Although the purchase price was not disclosed, the French-bred Annan Double Diamond was proven at a big sale in Lanark when his 12 ram lambs averaged £1,465. £4,500, “the highest price paid for a Texel in the British Isles”.
Some highly prized ewe lambs bred by Double Diamond in Scotland have been bought in Lanark by breeders from Northern Ireland.
Clever Ulster breeders who received the Double Diamond were David Heenan of Newcastle, Robert Mulligan of Banbridge, Robert Gamble of Bangor and Reggie Annett of Kilkeel.
During this week in 1978, Double Diamond was running with some purebred Texel ewes on a Co Down farm, along with other sheep bought from France.
The fish was purchased from a group of well-known Scottish breeders who had successfully used it, under the agreement that it should be returned to Scotland after being used in Northern Ireland.
David Heenan, who has just returned from Scotland, told Farming Life that it was doubtful the ram would be available for Northern Ireland after the Lanark sales, where Double Diamond’s progeny were in such high demand.
“We’re lucky we got it — it was just in time, actually,” David said.

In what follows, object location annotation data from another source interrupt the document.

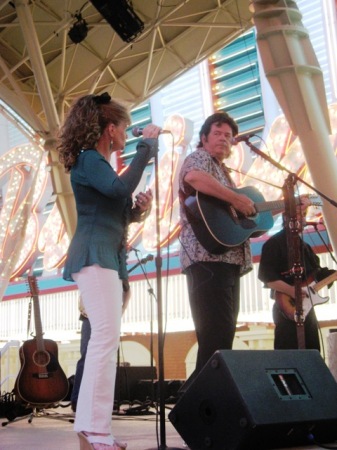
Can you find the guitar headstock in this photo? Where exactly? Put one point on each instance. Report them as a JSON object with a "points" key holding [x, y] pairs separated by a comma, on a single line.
{"points": [[314, 199], [32, 283]]}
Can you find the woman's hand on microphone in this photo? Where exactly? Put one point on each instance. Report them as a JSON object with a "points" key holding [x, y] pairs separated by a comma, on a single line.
{"points": [[151, 131], [143, 200]]}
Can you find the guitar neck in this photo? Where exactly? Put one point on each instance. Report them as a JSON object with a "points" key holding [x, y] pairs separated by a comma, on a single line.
{"points": [[37, 313], [321, 284], [279, 204]]}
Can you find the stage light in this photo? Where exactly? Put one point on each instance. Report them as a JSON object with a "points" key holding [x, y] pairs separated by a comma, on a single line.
{"points": [[120, 15], [79, 30]]}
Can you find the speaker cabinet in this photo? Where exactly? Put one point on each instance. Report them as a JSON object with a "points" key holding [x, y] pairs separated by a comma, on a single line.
{"points": [[259, 399]]}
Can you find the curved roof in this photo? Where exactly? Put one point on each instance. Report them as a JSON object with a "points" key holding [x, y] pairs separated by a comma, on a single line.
{"points": [[42, 70]]}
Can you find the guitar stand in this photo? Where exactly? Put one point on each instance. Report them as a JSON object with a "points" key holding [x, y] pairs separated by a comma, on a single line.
{"points": [[41, 411]]}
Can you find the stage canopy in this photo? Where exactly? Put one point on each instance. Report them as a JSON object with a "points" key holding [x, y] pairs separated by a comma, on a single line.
{"points": [[42, 69]]}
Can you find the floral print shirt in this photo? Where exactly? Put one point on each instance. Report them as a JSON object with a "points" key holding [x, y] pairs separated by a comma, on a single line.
{"points": [[191, 250]]}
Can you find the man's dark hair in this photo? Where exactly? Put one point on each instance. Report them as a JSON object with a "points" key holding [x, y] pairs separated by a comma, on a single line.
{"points": [[217, 118]]}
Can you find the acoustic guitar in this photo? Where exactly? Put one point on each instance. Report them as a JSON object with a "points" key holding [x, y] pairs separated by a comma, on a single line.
{"points": [[287, 304], [41, 380], [218, 226]]}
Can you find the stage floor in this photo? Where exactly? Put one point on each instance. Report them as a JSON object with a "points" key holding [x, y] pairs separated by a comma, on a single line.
{"points": [[55, 432]]}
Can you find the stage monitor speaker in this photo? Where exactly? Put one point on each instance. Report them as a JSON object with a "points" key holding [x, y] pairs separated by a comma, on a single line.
{"points": [[258, 399], [121, 16]]}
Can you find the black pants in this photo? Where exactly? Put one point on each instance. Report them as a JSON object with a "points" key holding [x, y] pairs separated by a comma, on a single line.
{"points": [[285, 337], [214, 294]]}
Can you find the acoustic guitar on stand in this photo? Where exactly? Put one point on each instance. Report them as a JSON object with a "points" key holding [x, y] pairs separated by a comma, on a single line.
{"points": [[287, 304], [41, 380]]}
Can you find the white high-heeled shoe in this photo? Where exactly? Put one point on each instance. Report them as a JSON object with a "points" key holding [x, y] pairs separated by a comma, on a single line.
{"points": [[89, 442]]}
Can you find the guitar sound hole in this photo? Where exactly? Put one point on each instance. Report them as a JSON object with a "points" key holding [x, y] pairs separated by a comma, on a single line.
{"points": [[41, 358]]}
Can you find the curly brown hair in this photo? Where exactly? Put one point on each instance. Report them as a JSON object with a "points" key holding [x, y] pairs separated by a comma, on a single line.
{"points": [[85, 123]]}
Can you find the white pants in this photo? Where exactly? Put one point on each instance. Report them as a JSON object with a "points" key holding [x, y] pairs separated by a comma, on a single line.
{"points": [[101, 292]]}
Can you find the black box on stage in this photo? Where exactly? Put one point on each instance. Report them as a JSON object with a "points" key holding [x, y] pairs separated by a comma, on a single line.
{"points": [[258, 399], [127, 381]]}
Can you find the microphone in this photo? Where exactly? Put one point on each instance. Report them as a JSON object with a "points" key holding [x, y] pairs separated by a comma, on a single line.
{"points": [[313, 224], [243, 137], [138, 131]]}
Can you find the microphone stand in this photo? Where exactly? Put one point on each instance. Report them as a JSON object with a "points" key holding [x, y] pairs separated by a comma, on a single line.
{"points": [[293, 240], [283, 168], [161, 379], [293, 227]]}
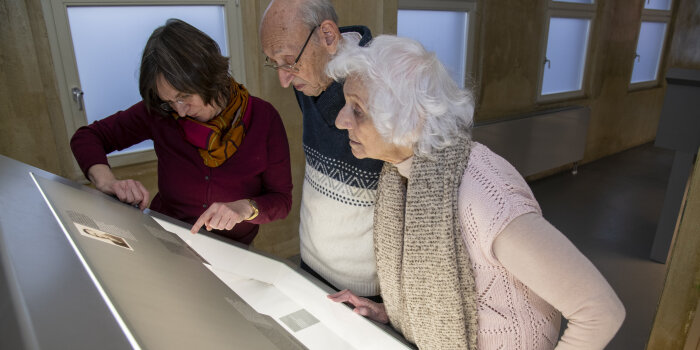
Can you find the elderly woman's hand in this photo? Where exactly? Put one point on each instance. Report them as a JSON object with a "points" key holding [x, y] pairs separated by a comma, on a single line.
{"points": [[223, 216], [363, 306]]}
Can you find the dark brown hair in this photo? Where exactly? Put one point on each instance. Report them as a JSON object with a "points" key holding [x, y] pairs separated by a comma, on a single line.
{"points": [[189, 60]]}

Many Scottish breeders were disappointed to “miss him” and already in 1979 had expressed their intention to look for some of his progeny in Northern Ireland.
In addition to Double Diamond’s male progeny, his ewe lambs also sold at high prices in Lanark.
Mr Heenan, Ballynahinch, bought six Texel ewe lambs for the top price of £2,350 on behalf of Mr Jim Scott.
Other Texel ewe lambs were bought by David Meharg (£1200) and Robert Gamble (£800) from Bangor.
Commenting on the high prices for ewe lambs, Mr Heenan noted that he could get Texel triplets for £500 each at the Highland Show and one of them made £1,500 at Lanark. Graded ewes sold for up to £1,500.
Farming Life commented: “The Texels, who claim to be the ‘Charolais’ of the sheep world, have recently gained popularity after winning a major carcass competition in England.
“The Celsivers aim to form a Northern Ireland Sheep Club in the near future.
“The pioneer of the breed in Northern Ireland is Norman Wallace of Lylehill, Templepatrick, who paid 1,200 guineas for a Texel ram at Blessington, Co Wicklow, as reported in Farming Life recently.”
CONCERN OF DECREASING UFU VASCULAR FLOW
Commenting on the decline in the Ulster breeding herd – the national herd has fallen by around 20 per cent in the previous three years to its current level of 262,000 cows, Mr AN Bailie, Chairman of Farming Life – Ulster Farmers Union’s cattle and sheep committee, said: -I am concerned about the supply of blacks, and with replacement heifers also declining, any change is unlikely in the near future.
“Supply from Eire will also decrease rather than increase, and because of the brucellosis eradication program in Eire, there will be a high demand for Friesian heifers in the south for a few years, which will affect the number and type of stall cattle coming forward.”
Mr Bailey said beef cows were in a worse position than other businesses due to the withdrawal of cow and calf subsidies on lowland farms.
He said: “There is already some evidence of a shift in the balance of trade towards the store manufacturer and that should help boost confidence.”
Mr Bailie said cow numbers in disadvantaged areas were fairly well maintained, but there was plenty of scope for herd expansion in those areas.
The downward trend in overall herd size has strongly emphasized the need for the industry to expand calf production in disadvantaged regions.